An elegant pair of gilt brass Neoclassical revival Four light Candelabra by Elkington and Co.
English Circa 1880.
The three leaf-cast scrolling branches enclosing a confirming scones above slender string stems with lappet-cast collars on compressed lead and shell-cast lion’s paw tripods and tricorn platforms.
Very elegant and slender pair of candelabra in original condition with a good colour to the gilt work, inspired by the ancient Roman models. Very unusual being gilt rather than the silver-plate Elkingtons are noted for.
Will work in both a contemporary and traditional setting.
About Elkington & Co.
They one of the most important names in English silver and certainly the most important in silver plate as they invented it.
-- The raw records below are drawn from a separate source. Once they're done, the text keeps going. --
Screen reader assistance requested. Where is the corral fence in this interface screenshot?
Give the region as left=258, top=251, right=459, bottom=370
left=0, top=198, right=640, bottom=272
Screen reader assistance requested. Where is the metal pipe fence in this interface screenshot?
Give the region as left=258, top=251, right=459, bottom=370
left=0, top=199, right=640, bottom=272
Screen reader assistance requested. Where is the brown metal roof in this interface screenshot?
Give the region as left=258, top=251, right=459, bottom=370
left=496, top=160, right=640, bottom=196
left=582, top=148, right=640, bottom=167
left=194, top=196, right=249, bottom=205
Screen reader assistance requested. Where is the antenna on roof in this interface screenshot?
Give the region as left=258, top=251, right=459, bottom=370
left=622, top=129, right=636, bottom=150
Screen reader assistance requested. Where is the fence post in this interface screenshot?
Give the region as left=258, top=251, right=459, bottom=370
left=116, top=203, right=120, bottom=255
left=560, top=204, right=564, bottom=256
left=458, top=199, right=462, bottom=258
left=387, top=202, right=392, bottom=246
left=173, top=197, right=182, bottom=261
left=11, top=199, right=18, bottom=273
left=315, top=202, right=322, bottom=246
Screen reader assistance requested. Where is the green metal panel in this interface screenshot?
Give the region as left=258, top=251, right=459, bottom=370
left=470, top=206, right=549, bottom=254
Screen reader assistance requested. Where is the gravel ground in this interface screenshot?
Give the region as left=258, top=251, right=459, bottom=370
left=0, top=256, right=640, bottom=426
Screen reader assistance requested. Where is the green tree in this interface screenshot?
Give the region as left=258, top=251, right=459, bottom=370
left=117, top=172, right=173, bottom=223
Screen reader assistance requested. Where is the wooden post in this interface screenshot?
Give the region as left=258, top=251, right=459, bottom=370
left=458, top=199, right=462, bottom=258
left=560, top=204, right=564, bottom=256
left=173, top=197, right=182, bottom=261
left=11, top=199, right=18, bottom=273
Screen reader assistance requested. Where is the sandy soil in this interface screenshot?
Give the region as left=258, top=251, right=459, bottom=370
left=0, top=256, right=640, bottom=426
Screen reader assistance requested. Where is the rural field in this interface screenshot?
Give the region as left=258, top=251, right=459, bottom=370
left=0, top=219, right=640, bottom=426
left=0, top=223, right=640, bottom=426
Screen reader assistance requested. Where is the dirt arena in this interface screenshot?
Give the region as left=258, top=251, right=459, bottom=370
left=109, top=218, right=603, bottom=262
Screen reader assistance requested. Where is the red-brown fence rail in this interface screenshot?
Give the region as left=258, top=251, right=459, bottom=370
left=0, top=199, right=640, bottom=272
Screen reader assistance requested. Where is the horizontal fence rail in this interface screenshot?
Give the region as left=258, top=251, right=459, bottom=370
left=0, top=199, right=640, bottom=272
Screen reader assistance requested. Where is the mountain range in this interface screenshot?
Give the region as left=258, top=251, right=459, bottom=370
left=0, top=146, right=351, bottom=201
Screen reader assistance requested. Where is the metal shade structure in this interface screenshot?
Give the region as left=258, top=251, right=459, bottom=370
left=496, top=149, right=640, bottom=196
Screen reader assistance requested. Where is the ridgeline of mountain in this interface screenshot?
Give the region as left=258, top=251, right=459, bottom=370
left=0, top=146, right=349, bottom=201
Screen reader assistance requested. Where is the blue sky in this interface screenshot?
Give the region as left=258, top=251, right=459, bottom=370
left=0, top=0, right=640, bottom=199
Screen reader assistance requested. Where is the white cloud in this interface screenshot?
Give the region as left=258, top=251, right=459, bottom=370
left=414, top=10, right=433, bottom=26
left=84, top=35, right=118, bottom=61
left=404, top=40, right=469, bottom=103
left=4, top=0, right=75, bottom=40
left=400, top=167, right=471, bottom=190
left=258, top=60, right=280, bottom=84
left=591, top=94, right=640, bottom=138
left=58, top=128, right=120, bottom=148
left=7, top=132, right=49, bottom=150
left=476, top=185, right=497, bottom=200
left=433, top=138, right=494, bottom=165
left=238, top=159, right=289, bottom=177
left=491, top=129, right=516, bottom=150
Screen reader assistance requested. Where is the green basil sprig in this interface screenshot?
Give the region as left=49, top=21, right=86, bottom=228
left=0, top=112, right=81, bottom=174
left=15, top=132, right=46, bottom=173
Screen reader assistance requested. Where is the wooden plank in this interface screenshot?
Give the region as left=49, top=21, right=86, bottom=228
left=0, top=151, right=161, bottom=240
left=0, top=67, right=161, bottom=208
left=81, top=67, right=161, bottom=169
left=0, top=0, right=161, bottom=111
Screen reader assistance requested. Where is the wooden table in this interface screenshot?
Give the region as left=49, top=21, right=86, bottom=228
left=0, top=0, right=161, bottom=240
They began life in Birmingham as a company of silversmiths in 1836, and experimented with improving gilding techniques. By 1838 they had discovered and patented a new way to electroplate one metal on to the surface of another. The company received financial backing from Josiah Mason in 1842 (renaming the firm Elkington, Mason & Co between 1842 and 1861) and was extremely successful. It introduced electrotyping as a new method of production for silver plated items. Elkington & Co exhibited at the Great Exhibition of 1851 with enormous success. They held Royal Warrants for Queen Victoria, King Edward VI, King George V, King Edward VIII and King George VI.
In 1868, Queen Victoria permitted much of the royal plate to be copied by Elkingtons and they were also the suppliers of flatware to the luxury dining sections on board the Titanic and other ships in the White Star Line fleet.
Over the course of history it became very successful and was one of the prime producers of silver plating. One of their most famous pieces is the electrotype copy of the Jerningham Wine Cooler, at the Victoria & Albert Museum.